王都に着いた日には、溜まってた討伐依頼をこなし、翌日には事後処理と報告を済ませた。
昨夜から、アサギリから受け取った本を読み始め・・・2冊を読み終わったところで、朝が来た。
「ちっ・・・今日は休日で、本はもう一冊あんのにな。何で朝飯当番なのかねぇ・・・俺は」
固まった肩を回し、ゴキゴキと首を鳴らす。
「朝飯、何にすっかな」
身支度を済ませ、一階のキッチンへ向かう。保冷庫の中には、黒コショウの燻製肉・・・卵がねぇな。
「あ~・・・買い出し行かねぇとな。他は・・・店見ながら決めるか」
まだ早朝の、明けきらない空の色が好きだ。商店通りを目指して、ゆっくりと歩いて行く。
吐き出す息が白い。そろそろ厚手の上着に変えねぇとな。カエサルの衣替えは・・・手伝わないと駄目だろうな。はぁ・・・いつになったら、1人で出来るようになるのかねぇ。
欠伸をくあ~と吐き出す。涙で視界が滲んでる・・・商店通りの方から客を呼び込む、活気のある声が聞こえてくる。
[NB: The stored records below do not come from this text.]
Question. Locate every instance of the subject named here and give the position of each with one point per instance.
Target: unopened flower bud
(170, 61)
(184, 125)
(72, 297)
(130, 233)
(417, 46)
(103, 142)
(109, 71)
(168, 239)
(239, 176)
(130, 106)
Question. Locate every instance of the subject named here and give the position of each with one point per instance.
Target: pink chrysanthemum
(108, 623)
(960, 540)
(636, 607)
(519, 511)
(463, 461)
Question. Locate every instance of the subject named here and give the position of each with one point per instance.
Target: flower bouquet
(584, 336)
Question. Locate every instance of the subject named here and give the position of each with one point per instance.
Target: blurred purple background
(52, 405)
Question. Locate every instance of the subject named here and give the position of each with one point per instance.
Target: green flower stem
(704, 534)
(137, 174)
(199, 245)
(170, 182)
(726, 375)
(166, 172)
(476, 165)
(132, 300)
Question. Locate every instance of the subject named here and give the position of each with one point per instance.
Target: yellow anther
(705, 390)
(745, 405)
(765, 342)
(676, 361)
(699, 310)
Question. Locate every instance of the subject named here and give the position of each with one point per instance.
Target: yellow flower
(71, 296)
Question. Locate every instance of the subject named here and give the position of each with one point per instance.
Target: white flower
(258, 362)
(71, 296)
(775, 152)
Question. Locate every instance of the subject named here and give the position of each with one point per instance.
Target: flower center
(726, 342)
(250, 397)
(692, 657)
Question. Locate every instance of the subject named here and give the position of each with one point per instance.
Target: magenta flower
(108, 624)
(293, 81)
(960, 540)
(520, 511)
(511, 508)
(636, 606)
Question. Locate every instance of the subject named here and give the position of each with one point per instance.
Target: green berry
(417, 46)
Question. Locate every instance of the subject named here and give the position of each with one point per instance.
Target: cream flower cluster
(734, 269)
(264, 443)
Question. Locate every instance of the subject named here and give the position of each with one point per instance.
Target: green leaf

籠を抱えた女達の笑い声や、朝迎鳥の甲高い鳴き声。食欲をそそる、焼き立てのパンの匂い・・・角牛の削ぎ肉をパンに挟んで、齧りつきてぇ・・・。
「長いパン8つと、甘いパン4つくれ」
「あいよ。いつもありがとうね!一個おまけしといたよ!」
「おう、サンキュ~」
パン屋の横の店の親仁が、俺を手招きしている。ガイウスくらいの年のおっさんだ。
「あんた、今日は美味いカードが入ってるよ。一つどうだい?」
「2つ買うわ。それとミルクルを1瓶」
金を払って、受け取った商品を背負い鞄に入れていく。あとは、卵と野菜も少し買い足したい。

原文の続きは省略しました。